On a good note, the break in rain and bright sunshine this morning inspired me to attend my first writing MeetUp near where I live and I'm so glad I did. I met so many friendly people and hopefully this will be the spark that gets me writing more regularly again. I do have some exciting misophonia news to share and now's the perfect time to do so...
I've tried to keep in contact with the London researcher to find out about the results of the fMRI research study in which I participated back in February 2014. After reaching out to him again to see if there was any news to share, he told me that although he's still in the process of writing the formal paper, they did come up with some interesting findings. To quote him (since some of this is a bit over my head and I'm going to have to do a little more research before I'd be able understand it well enough to try and paraphrase what he wrote...):
"To give you a short summary of the fMRI data we found higher activity in anterior insula in misophonic participants (compared to controls) when they are listening to trigger sounds and not when they are listening to other sounds. We also found that a part of the frontal lobe called vmPFC (ventromedial prefrontal cortex) has higher myelination in misophonic compared to controls.
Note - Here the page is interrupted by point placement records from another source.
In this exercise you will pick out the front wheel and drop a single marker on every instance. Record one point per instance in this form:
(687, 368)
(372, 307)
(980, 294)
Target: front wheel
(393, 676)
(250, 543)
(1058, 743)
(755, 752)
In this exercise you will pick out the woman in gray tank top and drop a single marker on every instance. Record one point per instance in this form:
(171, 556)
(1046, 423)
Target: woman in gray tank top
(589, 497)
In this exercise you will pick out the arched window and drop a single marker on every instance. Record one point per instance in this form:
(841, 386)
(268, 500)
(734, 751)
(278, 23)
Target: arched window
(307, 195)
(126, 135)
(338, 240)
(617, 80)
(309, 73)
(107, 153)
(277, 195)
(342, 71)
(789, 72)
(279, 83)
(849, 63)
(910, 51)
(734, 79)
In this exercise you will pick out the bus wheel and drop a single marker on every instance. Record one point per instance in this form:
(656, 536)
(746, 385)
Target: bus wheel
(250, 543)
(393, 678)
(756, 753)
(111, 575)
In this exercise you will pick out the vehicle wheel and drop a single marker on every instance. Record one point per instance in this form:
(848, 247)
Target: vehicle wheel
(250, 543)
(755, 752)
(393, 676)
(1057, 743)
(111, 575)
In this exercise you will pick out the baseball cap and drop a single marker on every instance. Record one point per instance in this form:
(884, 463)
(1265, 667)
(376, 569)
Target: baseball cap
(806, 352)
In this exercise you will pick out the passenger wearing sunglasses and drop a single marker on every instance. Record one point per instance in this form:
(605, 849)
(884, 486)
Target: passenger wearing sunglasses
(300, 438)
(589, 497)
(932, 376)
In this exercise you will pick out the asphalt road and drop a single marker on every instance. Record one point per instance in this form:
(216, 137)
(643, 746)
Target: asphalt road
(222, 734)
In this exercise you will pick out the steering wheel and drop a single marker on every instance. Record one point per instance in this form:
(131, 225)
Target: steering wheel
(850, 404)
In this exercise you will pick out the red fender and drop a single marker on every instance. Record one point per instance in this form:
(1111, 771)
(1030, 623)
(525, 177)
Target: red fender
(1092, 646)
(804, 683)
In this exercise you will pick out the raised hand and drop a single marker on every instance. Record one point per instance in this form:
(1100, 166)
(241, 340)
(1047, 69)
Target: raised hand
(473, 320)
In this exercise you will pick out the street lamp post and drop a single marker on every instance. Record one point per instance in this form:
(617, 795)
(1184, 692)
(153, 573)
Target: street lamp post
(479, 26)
Now the anterior insula is known to be involved in feelings of the body and is known to map physiological state of the body.I think our data clearly establishes misophonia as a disorder and I hope that our paper should settle this issue (and hopefully the medical community will start taking it more seriously.)" - Dr. Sukhbinder Kumar
Hopefully this bit of news will give hope to other misophonia sufferers (along with friends and family who also care about the people they know with misophonia) that misophonia is not just in our heads (psychologically) but is a real, physiological condition that needs more research!!!
I'd like to thank Dr. Kumar and his team for not only taking a chance to research misophonia when so many others in the scientific community still don't recognize it as being worthy enough of a condition to warrant research. I'd also like to especially thank Dr. Kumar for allowing me to participate in the study despite my being from the United States. I know that they were hesitant to include me since they could not reimburse me for my travel expenses; but I wholeheartedly believe that misophonia research is so important in this journey for relief for all sufferers that I'm willing to do whatever I can (even if it means traveling out of pocket) to help bring more awareness about misophonia to the general population and offer assistance to the scientific and medical professions whenever I am able. I feel honored that my contribution to the study was able to help with these exciting new findings and look forward to reading the published report when it is complete.